Surveiller la courbe de croissance.
Il faut surveiller la courbe de croissance des enfants sous corticothérapie plutôt que de demander systématiquement des tests de stimulation de l’hormone de croissance. Ces derniers peuvent être proposés en cas de retard statural ou de ralentissement de la croissance, pour en évaluer le mécanisme : le pic de GH en réponse à la stimulation est élevé en cas d’insuffisance sécrétoire et plutôt abaissé en cas de résistance à la GH. Le taux sérique d’IGF1 est bas dans les deux cas. « L’intérêt des tests de stimulation est limité par les difficultés d’interprétation et leur manque d’homogénéité.
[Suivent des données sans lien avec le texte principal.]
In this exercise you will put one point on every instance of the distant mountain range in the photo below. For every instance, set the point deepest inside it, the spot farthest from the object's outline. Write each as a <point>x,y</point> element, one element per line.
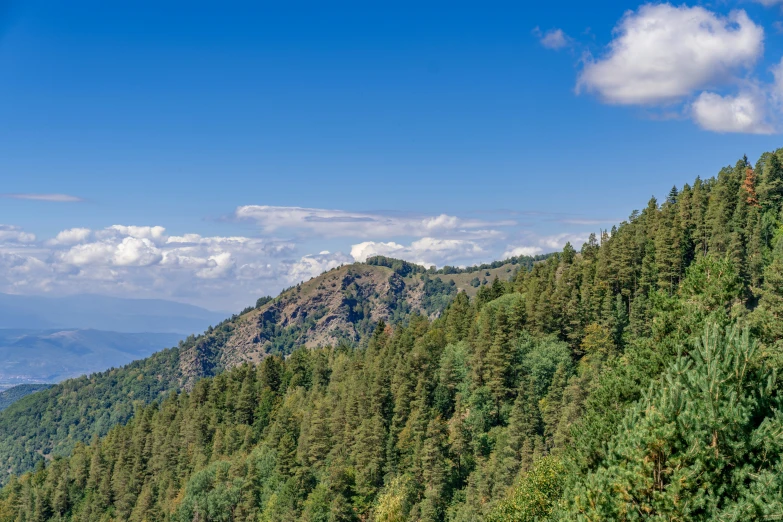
<point>49,356</point>
<point>109,314</point>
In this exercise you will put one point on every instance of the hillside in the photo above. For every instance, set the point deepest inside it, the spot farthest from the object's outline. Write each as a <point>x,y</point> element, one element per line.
<point>635,378</point>
<point>13,394</point>
<point>341,306</point>
<point>54,355</point>
<point>97,312</point>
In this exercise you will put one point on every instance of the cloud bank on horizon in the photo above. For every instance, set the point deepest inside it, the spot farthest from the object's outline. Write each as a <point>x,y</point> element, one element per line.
<point>686,62</point>
<point>229,272</point>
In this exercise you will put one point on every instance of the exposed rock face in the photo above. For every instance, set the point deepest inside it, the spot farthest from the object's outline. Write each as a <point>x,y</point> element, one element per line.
<point>338,306</point>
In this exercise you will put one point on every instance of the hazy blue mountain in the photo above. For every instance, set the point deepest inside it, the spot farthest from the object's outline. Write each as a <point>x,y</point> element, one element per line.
<point>30,356</point>
<point>110,314</point>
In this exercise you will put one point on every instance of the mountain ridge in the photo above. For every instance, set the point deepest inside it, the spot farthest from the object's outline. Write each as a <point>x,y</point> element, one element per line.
<point>53,421</point>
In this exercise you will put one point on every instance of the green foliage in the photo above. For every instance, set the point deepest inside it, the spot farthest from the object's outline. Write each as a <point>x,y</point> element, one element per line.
<point>13,394</point>
<point>705,442</point>
<point>535,495</point>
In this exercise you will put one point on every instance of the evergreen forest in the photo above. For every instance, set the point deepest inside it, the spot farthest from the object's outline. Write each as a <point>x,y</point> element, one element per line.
<point>634,377</point>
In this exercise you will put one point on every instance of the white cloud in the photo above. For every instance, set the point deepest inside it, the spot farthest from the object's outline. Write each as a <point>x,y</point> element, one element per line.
<point>133,251</point>
<point>426,251</point>
<point>58,198</point>
<point>219,265</point>
<point>663,53</point>
<point>341,223</point>
<point>153,233</point>
<point>744,113</point>
<point>13,234</point>
<point>553,39</point>
<point>522,251</point>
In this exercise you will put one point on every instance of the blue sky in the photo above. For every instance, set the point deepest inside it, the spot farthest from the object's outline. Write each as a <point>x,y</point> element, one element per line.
<point>444,133</point>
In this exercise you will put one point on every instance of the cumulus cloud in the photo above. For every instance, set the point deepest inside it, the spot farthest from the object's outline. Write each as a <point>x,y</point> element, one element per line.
<point>13,234</point>
<point>553,39</point>
<point>688,61</point>
<point>341,223</point>
<point>742,113</point>
<point>58,198</point>
<point>71,236</point>
<point>426,251</point>
<point>663,53</point>
<point>143,261</point>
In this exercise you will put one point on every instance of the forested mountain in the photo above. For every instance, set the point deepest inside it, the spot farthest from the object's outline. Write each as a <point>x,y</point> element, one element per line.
<point>635,378</point>
<point>13,394</point>
<point>340,306</point>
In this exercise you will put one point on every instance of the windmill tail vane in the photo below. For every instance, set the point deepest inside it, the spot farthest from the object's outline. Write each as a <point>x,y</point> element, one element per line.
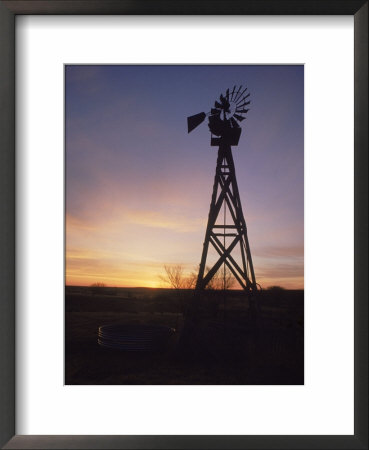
<point>226,231</point>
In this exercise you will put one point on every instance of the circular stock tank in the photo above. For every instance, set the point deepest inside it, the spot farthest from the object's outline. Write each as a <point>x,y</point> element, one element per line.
<point>134,338</point>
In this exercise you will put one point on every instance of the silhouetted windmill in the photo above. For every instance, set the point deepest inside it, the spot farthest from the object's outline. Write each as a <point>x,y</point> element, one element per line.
<point>226,236</point>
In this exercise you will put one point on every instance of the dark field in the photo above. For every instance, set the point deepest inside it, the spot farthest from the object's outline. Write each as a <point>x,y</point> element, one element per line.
<point>228,345</point>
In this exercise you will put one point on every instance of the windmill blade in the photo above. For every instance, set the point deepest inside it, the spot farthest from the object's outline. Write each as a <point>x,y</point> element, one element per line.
<point>240,95</point>
<point>244,111</point>
<point>243,98</point>
<point>234,123</point>
<point>243,104</point>
<point>238,117</point>
<point>194,121</point>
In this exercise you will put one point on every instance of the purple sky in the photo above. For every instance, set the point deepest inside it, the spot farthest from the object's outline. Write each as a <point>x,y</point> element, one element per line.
<point>138,187</point>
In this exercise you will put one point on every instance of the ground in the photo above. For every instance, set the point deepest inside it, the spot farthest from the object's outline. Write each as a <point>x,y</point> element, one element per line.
<point>225,343</point>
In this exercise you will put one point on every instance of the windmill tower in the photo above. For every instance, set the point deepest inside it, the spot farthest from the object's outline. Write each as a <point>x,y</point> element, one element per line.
<point>226,231</point>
De plus, les retards pubertaires volontiers associés peuvent induire des déficits fonctionnels en GH », souligne l’endocrinologue.
Chez ces enfants atteints de pathologies chroniques, le retard de croissance peut être limité par le contrôle optimal de la maladie, en agissant au niveau des différents facteurs comme l’état nutritionnel et l’inflammation, tout en essayant de limiter les doses de corticoïdes et, si cela n’est pas possible, en recourant à des traitements plus spécifiques de la maladie comme les biothérapies.
Traitement par hormone de croissance : rattraper la vitesse de croissance.
On peut contrecarrer les conséquences délétères des corticostéroïdes par l’administration d’hormone de croissance à des doses allant de 0,33 à 0,46 mg/kg/semaine dans les situations plus inflammatoires. Les essais thérapeutiques menés en France ou dans d’autres pays d’Europe comme en Allemagne ont montré que ce traitement normalise la vitesse de croissance et peut même permettre un rattrapage du retard de taille et améliorer ultérieurement la stature à l’âge adulte. Actuellement, ce traitement n’a l’AMM dans les pathologies inflammatoires corticodépendantes que lorsque le déficit en GH est prouvé. Le profil biologique de l’enfant ne préjuge pas de la qualité de la réponse au traitement, laquelle dépend de la sévérité de la maladie, de l’importance de l’inflammation et des doses de corticoïdes reçues. Cette prise en charge n’a de sens que dans une approche globale où l’équipe d’endocrinologie pédiatrique et celle gérant la maladie initiale collaborent en permanence pour adapter le traitement.
* Service d’endocrinologie et de diabétologie pédiatriques, hôpital Robert-Debré, Paris.